According to Crowdfund Insider contributor and securities attorney Samuel Guzik of Guzik & Associates, the Sunshine Act specifies that any such meeting would have to be published at least one week in advance, which begs the question of how this meeting could take place as October 23rd is only six days away. There is currently no Sunshine Act notice for an event on October 23rd.
Update – Sara Hanks of CrowdCheck provides clarification on any forthcoming Sunshine Act notice, from comments below: “The SEC has had a habit recently of posting notices for the forthcoming week on Friday nights. This requires the duty Commissioner to make a determination that no earlier notice was possible under the Sunshine Act, which, as correctly stated by Sam Guzik, normally requires at least a week’s notice.
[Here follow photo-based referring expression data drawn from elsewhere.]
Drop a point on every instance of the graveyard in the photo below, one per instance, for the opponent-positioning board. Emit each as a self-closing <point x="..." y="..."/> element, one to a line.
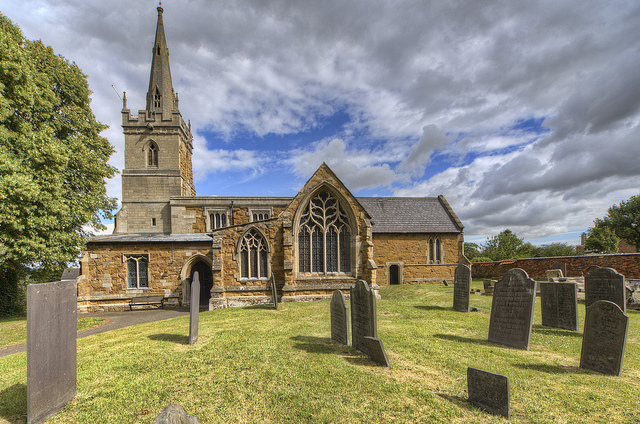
<point x="259" y="364"/>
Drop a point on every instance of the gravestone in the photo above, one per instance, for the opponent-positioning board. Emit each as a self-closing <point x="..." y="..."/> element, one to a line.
<point x="339" y="318"/>
<point x="52" y="327"/>
<point x="512" y="310"/>
<point x="604" y="284"/>
<point x="604" y="338"/>
<point x="363" y="315"/>
<point x="562" y="267"/>
<point x="274" y="293"/>
<point x="489" y="391"/>
<point x="559" y="305"/>
<point x="461" y="288"/>
<point x="194" y="315"/>
<point x="376" y="351"/>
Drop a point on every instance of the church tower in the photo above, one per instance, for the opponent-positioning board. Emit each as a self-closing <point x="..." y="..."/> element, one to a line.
<point x="158" y="148"/>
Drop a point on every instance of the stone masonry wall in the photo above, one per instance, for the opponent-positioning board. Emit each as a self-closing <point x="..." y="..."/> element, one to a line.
<point x="626" y="264"/>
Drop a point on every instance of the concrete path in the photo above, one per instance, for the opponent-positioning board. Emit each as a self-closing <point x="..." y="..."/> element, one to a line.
<point x="114" y="321"/>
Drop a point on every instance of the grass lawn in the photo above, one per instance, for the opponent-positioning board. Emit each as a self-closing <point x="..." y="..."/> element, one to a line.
<point x="14" y="330"/>
<point x="260" y="365"/>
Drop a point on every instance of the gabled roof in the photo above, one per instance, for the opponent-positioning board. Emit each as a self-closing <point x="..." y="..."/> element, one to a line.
<point x="411" y="215"/>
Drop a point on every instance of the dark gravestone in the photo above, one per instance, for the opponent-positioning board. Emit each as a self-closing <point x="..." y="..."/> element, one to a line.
<point x="339" y="318"/>
<point x="512" y="310"/>
<point x="175" y="414"/>
<point x="489" y="391"/>
<point x="52" y="327"/>
<point x="604" y="284"/>
<point x="363" y="315"/>
<point x="604" y="338"/>
<point x="562" y="267"/>
<point x="376" y="351"/>
<point x="461" y="288"/>
<point x="274" y="293"/>
<point x="194" y="316"/>
<point x="559" y="305"/>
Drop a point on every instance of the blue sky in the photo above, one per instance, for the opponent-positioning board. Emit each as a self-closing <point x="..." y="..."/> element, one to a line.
<point x="524" y="115"/>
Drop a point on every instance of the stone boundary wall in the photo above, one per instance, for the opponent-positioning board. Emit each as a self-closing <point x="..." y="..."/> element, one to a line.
<point x="627" y="264"/>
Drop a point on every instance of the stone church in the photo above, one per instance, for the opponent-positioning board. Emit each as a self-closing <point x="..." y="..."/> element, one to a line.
<point x="311" y="244"/>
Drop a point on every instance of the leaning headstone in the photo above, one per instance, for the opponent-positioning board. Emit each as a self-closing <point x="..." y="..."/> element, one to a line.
<point x="376" y="351"/>
<point x="489" y="391"/>
<point x="461" y="288"/>
<point x="604" y="338"/>
<point x="175" y="414"/>
<point x="52" y="327"/>
<point x="339" y="318"/>
<point x="562" y="267"/>
<point x="363" y="315"/>
<point x="274" y="293"/>
<point x="559" y="305"/>
<point x="512" y="310"/>
<point x="604" y="284"/>
<point x="194" y="315"/>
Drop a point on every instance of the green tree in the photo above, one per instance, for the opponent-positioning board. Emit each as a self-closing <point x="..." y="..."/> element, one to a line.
<point x="53" y="161"/>
<point x="506" y="245"/>
<point x="624" y="220"/>
<point x="601" y="238"/>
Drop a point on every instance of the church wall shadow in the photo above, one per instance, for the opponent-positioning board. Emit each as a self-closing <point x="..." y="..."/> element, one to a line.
<point x="174" y="338"/>
<point x="13" y="404"/>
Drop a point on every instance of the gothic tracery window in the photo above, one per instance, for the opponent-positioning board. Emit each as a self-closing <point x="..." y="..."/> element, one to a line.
<point x="324" y="236"/>
<point x="253" y="255"/>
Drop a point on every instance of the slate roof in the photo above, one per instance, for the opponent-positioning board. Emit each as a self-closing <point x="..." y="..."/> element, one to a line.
<point x="151" y="238"/>
<point x="411" y="215"/>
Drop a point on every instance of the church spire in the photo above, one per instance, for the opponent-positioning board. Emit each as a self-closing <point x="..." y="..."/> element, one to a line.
<point x="160" y="97"/>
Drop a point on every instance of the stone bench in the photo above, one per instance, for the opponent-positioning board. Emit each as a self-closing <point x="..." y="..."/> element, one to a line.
<point x="147" y="300"/>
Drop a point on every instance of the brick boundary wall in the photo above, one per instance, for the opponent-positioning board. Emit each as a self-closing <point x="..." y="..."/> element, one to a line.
<point x="627" y="264"/>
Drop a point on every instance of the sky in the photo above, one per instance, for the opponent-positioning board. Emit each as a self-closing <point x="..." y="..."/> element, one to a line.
<point x="524" y="115"/>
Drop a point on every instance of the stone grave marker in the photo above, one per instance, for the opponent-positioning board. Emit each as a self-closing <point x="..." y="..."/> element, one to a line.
<point x="274" y="292"/>
<point x="604" y="338"/>
<point x="363" y="315"/>
<point x="461" y="288"/>
<point x="562" y="267"/>
<point x="489" y="391"/>
<point x="339" y="318"/>
<point x="604" y="284"/>
<point x="376" y="351"/>
<point x="559" y="305"/>
<point x="52" y="327"/>
<point x="194" y="315"/>
<point x="512" y="310"/>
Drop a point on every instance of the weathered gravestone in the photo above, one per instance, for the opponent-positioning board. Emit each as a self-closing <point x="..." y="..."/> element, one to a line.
<point x="604" y="338"/>
<point x="559" y="305"/>
<point x="363" y="315"/>
<point x="376" y="351"/>
<point x="512" y="310"/>
<point x="339" y="318"/>
<point x="52" y="327"/>
<point x="489" y="391"/>
<point x="604" y="284"/>
<point x="194" y="315"/>
<point x="461" y="288"/>
<point x="175" y="414"/>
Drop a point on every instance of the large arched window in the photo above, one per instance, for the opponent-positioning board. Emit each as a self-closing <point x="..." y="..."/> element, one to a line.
<point x="324" y="236"/>
<point x="253" y="255"/>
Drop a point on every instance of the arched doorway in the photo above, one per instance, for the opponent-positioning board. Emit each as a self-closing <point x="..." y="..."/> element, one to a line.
<point x="206" y="280"/>
<point x="394" y="274"/>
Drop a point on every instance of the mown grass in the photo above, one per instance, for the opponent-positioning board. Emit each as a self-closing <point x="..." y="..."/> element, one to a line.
<point x="14" y="330"/>
<point x="259" y="365"/>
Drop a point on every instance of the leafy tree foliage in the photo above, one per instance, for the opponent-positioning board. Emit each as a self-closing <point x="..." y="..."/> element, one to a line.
<point x="53" y="161"/>
<point x="506" y="245"/>
<point x="601" y="239"/>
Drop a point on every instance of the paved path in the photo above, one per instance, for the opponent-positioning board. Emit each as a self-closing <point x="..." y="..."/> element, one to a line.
<point x="114" y="321"/>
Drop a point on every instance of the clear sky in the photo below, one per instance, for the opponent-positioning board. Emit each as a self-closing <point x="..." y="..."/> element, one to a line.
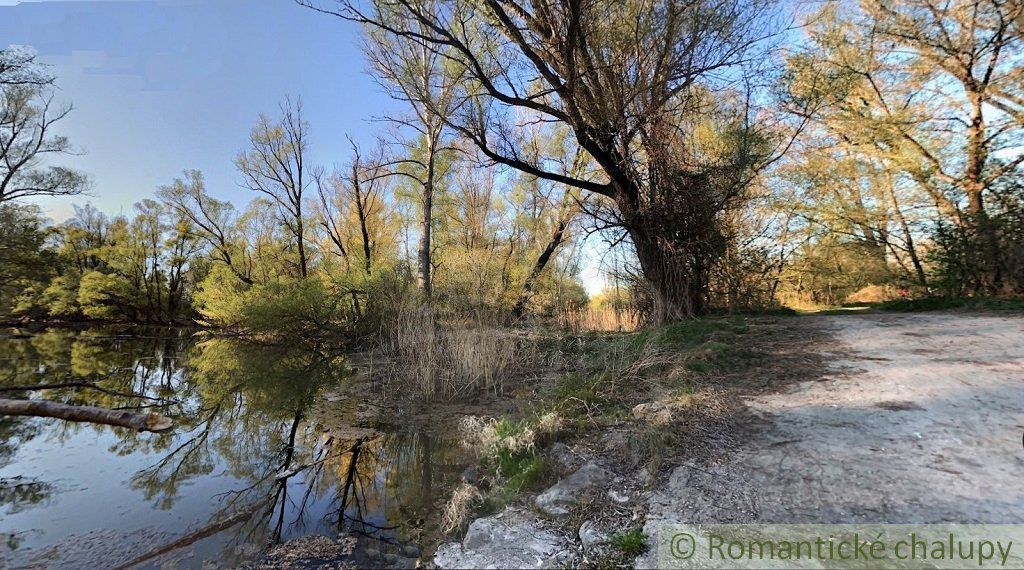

Back in my day the standard was two weeks’ notice, but I guess the thinking now is that with webcasting, the open meetings are accessible to everyone even on shorter notice.”
Title III of the JOBS Act added Section 4(a)(6) to the Securities Act, but to date no rules have been proposed implementing that exemption from registration with the SEC. It will legalize securities crowdfunding for all investors including non-accredited investors.
If any rules are proposed by the SEC, they will then be subject to a public comment period where regulators, entrepreneurs, securities lawyers and investors would undoubtedly have plenty to say.